The Editor,
I hear it all the time:
"Addicts and homeless people brought it on themselves."
"They don’t deserve our sympathy."
"Why should we spend our tax dollars helping them when we have so many other issues to deal with."
Those statements are wrong.
People don't choose to be addicts; people become addicts through suffering trauma or mental illness.
There is not one person in the world out there that woke up and said, "You know what? I'm not going to bother going to work today. I'm going to try heroin. I've heard great things about it."
Not a single person.
Likewise, there's not a single homeless person who wouldn't love to have a roof over their head and a bed they could call their own.
Sure, lots will refuse shelter space, mainly because they can't bring their things with them or they have to be sober to get in.
But if they could have a place to sleep where they could lock the door and be safe? Or even leave their things behind and have a shower? You bet they'd take it.
Our system has failed and it's because far too many people think like this and reduce the homeless to "less than human" because it makes them feel better.
But we're not better.
We are one bad thing away from being on the street.
You might not think so, but all it takes is a bad accident and you can be hooked on painkillers. Your job gets replaced by a call centre or AI or a robot? Too bad. So sad. The bank will take your house and sell it off. Do you have a pension? The market drops and now you don't. Oh, you fought for our country and have PTSD? Don't expect help from Veterans Affairs.

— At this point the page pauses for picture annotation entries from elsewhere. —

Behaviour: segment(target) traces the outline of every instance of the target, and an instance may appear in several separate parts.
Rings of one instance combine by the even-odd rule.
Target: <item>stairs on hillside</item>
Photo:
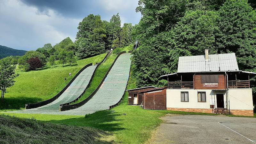
[[[228,109],[223,108],[216,108],[214,109],[213,113],[215,114],[227,115],[229,114],[229,111]]]

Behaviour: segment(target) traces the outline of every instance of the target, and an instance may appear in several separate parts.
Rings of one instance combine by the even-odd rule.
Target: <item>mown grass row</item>
[[[86,127],[0,115],[0,143],[112,143],[112,134]]]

I've actually worked with homeless and addicted people in bad circumstances.
I've talked to them.
I've listened to them.
They ALL are humans, they ALL wish they were in a better situation and they ALL have a verifiable story about how they got there.
The fact remains that NOT helping our struggling neighbours costs way more than providing them the basics. From police, fire and ambulance responses, to hospital and jail stays or higher insurance premiums and having to replace stolen or damaged property, we collectively waste far more money chasing the symptoms rather than fixing the actual causes.
We need to demand cheap, safe housing.
We need to insist on full healthcare for all, including dental, eye care and mental health.
We must implement a universal basic income.
I know many will think I'm some bleeding heart liberal, but I'm hopeful that someone will read this and change their attitude just a little bit.
Maybe they'll put just a little more pressure on the politicians. Maybe they'll offer a hand to someone struggling instead of looking down their nose at them.
Either way, I'd rather have a bleeding heart than no heart at all.